Standing in front of him whole, I still felt like I was bleeding.

“That being a hero, Franka, who would want to be a fuckin’ hero?” he demanded.

“You were a wee babe when you were born, darling. You couldn’t have saved your mother.”

His head twitched in disgust. “You think that makes it easier?”

I persevered. “And you were still but a boy even if that boy was growing to a man, and certain illnesses can bring low the greatest of warriors, as evidenced through your Judy.”

“And you think that makes that easier?”

“What I think is you hold guilt for things that were beyond your control.”

“No shit?” he asked sarcastically. “Became a cop because I wanted to save the world seein’ as I couldn’t save my mom. I couldn’t save Judy. Fuck, I actually helped save a goddamned world. It didn’t help. I could lift a gun and shoot that fuckin’ bitch of a witch and help save countless lives. But I was totally helpless, in Judy’s case forced to sit back and actually watch, completely unable to do fuck all to save either one of them.”

I stared right into his eyes, right into the heart of his anguish, and finally understood.

And what I understood gave me rapture.

“So you hold on to your midnight soul and refuse to let it go.”

“It’s got hold of me, Franka, and there’s no way to escape it.”

“Good,” I whispered.

His chin jerked into his neck and he did one of his slow blinks.

“Midnight is beautiful,” I told him. “And it’s at its most beautiful in you.”

I watched his body lock.

“Oh but the gods do so love me,” I shared softly. “To give me a man who would allow his soul to be taken over by the darkness of night, for he’s a man who loves so deeply, he lost those who had his love, was cast into the shadows, and he refuses to crawl to the light.”

I stopped speaking and Noc said nothing. He just stared at me, and I saw the cords of his throat convulse with his swallow.

Then he dropped his head.

I moved forward quickly.

Getting close, fitting my front to his, I lifted both my hands to his cheeks and peered up at him, bearing the agony in his face, now understanding what he was hiding behind his closed eyes.

And relishing the honor it was to have both.

He stood, not touching me, not speaking.

I stood, holding his beauty in my hands, and I did this silently.

This lasted an eternity.

Then he whispered, “I fuckin’ hate this goddamned anniversary.”

Finally.

I had not seen his pain weeks ago simply because I’d had reason to look more closely.

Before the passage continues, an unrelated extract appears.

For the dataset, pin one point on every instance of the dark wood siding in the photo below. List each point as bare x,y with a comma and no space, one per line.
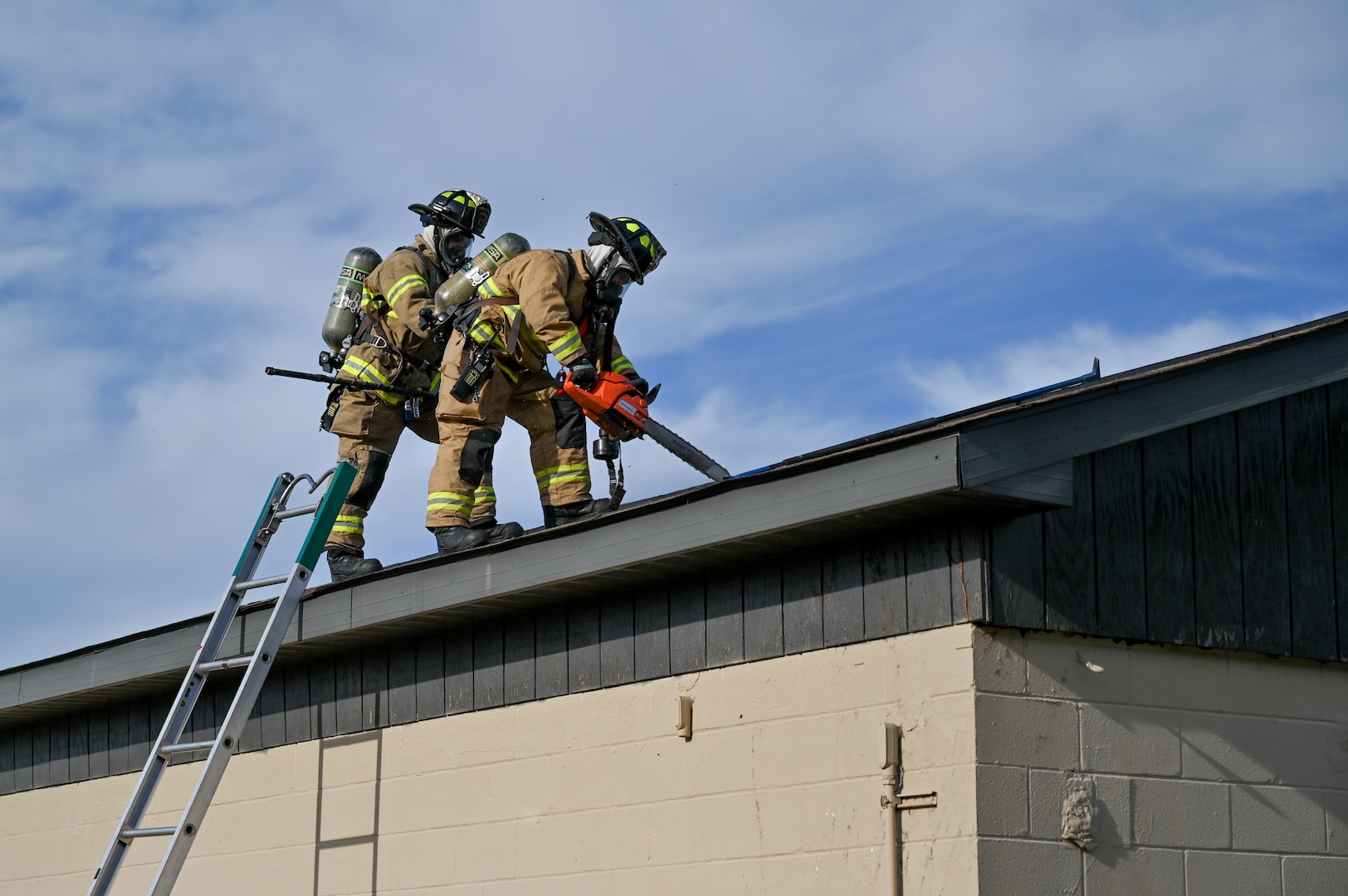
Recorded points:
1228,533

I’d seen his pain because now was the time when it forced itself to the surface.

“You miss her,” I whispered back.

He opened his eyes.

I saw the wet gleam and I was honored to have that too.

“Yeah, sweetheart, every fuckin’ day.”

I slid my thumb along his cheekbone. “I love you for that.”

He closed his eyes, drew breath in through his nose, and when he opened them again, contrition shifted into his gaze.

He lifted one hand to my jaw and returned my gesture. “Been a fuckin’ dick.”

I shook my head but said, “It’s my joy to take every part of you.”

He shook his head in return, his lips twitching. “My Frannie. Should’ve known. She takes the good but she’s always been better at takin’ the bad.”

“Indeed.”

All of a sudden, my arms were forced to circle his shoulders when his hand disappeared from my jaw. He caught me up in a tight embrace and buried his face in my neck.

“Love you, baby,” he declared there.

“And I you.”

He pressed his face deeper in my neck and his voice was gruff when he went on, “She would have loved you too.”

I closed my eyes at more rapture.

But I said nothing.

I just held on to my love.

And I basked in the beauty of midnight.